Monday, August 22, 2011
Forty One And Counting.....
It's not that you're any braver in youth than in maturity, you're just less experienced and a lot more naive. What? Listen to cautionary tales from your elders---old fossils! Of course I'd never have said so, but come on, my parents were in their fifties, ancient! What could they possibly know about being young and "in love"? For that matter, what did I know about any of that? But I was an expert, based on? Grimm's Fairy Tales? My vast [not!]experience with the opposite sex? The fact that I'd read every word of Archbishop Fulton Sheen's advice to lovelorn youth as serialized in the Sunday Independent? How is it possible to think oneself such an expert when one isn't? Youth. That must be the answer. A commodity, according to my father, wasted on the young! They weren't pushy, those ancient Irish parents of mine. Careful to acknowledge my grown-up-edness. Aware, perhaps, that too much protest would make us more determined. Not that that stopped the parents of the Foreigner. They protested long and loudly, even threatening to boycott the whole event. Which merely served to make their son dig his heels in all the harder. Still, a few tentative "Are you sures?" Brushed aside by Miss Know-It-All's "Of course!"

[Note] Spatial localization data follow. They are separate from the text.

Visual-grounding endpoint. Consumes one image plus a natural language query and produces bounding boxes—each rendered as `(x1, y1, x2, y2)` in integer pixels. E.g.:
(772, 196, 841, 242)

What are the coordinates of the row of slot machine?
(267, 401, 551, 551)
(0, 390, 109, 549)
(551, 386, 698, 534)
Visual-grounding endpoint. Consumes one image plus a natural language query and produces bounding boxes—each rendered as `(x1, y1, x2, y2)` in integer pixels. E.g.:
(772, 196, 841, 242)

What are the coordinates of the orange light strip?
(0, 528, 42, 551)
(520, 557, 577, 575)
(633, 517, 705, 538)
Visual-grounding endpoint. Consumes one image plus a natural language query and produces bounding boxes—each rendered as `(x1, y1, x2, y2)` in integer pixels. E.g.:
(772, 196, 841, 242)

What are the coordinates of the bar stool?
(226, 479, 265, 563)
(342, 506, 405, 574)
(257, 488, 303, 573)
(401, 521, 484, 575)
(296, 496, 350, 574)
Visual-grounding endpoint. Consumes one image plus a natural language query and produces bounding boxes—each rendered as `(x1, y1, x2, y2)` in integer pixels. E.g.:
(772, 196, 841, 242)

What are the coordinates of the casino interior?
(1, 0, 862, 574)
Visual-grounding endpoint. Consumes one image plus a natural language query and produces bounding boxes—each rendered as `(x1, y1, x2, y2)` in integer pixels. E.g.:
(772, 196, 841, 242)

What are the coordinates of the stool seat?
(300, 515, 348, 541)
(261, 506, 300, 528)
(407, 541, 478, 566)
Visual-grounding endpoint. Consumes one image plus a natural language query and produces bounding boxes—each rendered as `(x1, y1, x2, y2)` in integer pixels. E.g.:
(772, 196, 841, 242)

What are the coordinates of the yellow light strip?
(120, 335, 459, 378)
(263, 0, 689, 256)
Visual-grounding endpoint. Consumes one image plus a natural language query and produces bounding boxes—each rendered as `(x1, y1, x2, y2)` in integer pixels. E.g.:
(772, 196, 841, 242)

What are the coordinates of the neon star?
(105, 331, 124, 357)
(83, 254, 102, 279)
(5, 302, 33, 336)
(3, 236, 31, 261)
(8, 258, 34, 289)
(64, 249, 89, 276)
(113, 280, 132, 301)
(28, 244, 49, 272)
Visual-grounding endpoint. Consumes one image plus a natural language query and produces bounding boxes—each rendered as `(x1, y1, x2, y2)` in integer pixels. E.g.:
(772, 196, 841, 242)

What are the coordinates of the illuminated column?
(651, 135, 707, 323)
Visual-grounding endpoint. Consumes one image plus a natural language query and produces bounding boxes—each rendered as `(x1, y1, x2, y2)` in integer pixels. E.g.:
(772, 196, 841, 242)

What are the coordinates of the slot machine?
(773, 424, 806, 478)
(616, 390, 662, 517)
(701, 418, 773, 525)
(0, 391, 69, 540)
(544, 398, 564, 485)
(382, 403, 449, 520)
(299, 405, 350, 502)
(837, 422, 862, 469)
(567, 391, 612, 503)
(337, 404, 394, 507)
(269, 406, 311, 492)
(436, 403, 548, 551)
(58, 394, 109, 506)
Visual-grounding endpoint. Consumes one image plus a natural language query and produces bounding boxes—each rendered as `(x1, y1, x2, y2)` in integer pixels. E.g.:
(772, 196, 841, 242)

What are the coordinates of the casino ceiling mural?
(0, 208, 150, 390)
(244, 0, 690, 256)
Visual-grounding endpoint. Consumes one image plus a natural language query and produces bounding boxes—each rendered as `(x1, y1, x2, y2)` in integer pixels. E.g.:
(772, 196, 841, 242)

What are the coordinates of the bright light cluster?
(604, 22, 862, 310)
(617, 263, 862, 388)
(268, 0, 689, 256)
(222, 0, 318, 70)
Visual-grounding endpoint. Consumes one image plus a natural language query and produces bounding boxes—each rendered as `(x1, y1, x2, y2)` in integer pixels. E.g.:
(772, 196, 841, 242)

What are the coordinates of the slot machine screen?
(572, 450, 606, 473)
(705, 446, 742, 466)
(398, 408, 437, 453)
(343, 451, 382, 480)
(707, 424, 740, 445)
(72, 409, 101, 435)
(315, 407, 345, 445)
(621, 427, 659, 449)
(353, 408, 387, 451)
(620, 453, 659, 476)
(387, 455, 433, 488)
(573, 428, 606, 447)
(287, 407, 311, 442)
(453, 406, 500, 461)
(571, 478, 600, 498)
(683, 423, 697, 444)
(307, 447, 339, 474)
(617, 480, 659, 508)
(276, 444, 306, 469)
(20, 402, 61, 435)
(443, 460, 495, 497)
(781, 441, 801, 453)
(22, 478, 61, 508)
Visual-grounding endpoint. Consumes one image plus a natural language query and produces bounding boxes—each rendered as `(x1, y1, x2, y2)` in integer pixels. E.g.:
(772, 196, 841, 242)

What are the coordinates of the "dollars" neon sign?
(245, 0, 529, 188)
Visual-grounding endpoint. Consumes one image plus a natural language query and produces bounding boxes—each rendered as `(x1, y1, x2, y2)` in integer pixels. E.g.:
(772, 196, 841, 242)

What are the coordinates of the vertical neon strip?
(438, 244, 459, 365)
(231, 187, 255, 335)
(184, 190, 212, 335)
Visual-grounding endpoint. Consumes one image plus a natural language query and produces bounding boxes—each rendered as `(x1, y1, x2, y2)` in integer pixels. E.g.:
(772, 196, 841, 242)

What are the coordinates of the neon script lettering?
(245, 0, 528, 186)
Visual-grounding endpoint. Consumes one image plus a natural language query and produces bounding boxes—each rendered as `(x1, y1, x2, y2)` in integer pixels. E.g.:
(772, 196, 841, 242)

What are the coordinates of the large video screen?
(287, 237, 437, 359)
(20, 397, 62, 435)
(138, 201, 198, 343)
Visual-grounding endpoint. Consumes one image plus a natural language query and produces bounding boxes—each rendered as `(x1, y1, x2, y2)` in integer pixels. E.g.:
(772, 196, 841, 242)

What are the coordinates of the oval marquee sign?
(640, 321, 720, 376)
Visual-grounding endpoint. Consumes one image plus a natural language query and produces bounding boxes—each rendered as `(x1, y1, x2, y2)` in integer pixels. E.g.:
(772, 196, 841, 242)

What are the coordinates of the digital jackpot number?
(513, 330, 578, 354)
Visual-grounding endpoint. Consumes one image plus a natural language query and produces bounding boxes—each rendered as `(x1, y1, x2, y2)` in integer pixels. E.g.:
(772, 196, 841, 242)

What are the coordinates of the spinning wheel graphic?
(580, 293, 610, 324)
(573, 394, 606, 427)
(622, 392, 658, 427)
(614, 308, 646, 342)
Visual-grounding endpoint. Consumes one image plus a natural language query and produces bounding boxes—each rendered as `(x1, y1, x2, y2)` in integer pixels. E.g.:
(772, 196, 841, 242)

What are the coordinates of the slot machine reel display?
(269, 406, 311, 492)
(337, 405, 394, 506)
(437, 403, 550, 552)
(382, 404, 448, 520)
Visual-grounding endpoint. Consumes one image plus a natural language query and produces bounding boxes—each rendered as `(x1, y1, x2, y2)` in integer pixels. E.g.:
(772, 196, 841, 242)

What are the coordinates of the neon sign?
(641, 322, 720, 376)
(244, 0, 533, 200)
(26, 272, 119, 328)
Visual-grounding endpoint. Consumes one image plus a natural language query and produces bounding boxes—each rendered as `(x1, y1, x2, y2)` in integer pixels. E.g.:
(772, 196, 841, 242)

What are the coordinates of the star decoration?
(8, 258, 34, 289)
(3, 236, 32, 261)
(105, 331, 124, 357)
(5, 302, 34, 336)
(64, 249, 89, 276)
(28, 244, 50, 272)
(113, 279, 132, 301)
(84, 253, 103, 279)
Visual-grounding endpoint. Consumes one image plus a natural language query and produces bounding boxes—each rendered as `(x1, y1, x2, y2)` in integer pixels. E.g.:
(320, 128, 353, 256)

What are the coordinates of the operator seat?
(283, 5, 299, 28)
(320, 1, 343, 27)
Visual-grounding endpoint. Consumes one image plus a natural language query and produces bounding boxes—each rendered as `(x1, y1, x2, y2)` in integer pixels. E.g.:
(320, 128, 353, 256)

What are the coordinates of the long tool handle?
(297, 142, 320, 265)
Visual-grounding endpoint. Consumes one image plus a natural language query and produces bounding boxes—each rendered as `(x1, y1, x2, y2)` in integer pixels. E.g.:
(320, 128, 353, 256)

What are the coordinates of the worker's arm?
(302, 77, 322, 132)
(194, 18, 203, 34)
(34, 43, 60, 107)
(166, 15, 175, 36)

The day dawned beautiful and sunshiny. Sixteen year old Blister looked stunning in pink, her hair a glossy brown mane. Mother looked every inch "mother of the bride" in a stylish cream dress, every hair coaxed into it's assigned place under her elegant little hat. Dad looked as ever, one of Nature's Gentlemen, lean as a thoroughbred, ears protruding, togged out in his best suit. Brother was scrubbed to beyond-recognition shininess, Gentleman's Quarterly how are you, in a collared shirt and tie and smart suit. Handsome Fr. Neville swished about in his soutane and his Cary Grant dimples, making all the ladies swoon, and curse Rome for making priests celibate.......All the aunts and uncles were in from the country, in their Sunday best, eager to get a good look at "the Foreigner." The Foreigner himself looked very spiffy in his double-breasted, dove-grey suit and his shiny new wing tips, which glisten still in his closet today, worn just the once! Behind his birth control glasses, the brown eyes that had been my undoing were as brown and handsome as ever. But, did they even know each other, these two who were about to promise for better, for worse, for richer, for poorer, 'til death do us part? When the dust settled and the guests were gone, would they be tongue-tied and lost for words?
Dad made a big to-do of surreptitiously slipping a little satin draw-string purse into my hand at the reception. It contained several large, heavy crowns, old coins not in general circulation. They were a symbolic dowry, since Dad didn't have a stable of race horses, or forty head of Herefords to bestow on the Foreigner for taking me off his hands. They never made it out of The Old Ground. Because it was the height of foolishness to give them to me in the first place, in my excited and scatterbrained state. I often wonder who found them and if they felt good about keeping them....
And a week later, blithely kissing Mum and Dad goodbye at Shannon Airport, as though we were merely flying off to an adjacent county instead of the other side of the world and the rest of our lives, pretty much without them.
Who can put an old head on young shoulders? And would it even be wise, were it possible? Would the human race die out without the foolhardiness, innocence/ignorance, reckless abandon of youth?
Is it love that makes the world go around? Or is it sticking with the promises you made, gritting your teeth when the going gets tough, hanging in there when all you really want to do is run home, screaming, to mum and dad..........? Then one day, forty one years later, you find yourself sitting on the couch, blogging about it, trying to see the big picture, and you realize that now you are the ancient, irrelevant parent, you are the one anxious for them to choose wisely, you are the one trying not to be pushy, but asking tentatively "Are you sure?" The truth is no-one is ever sure. Life is like a swimming pool. You just have to close your eyes and plunge in.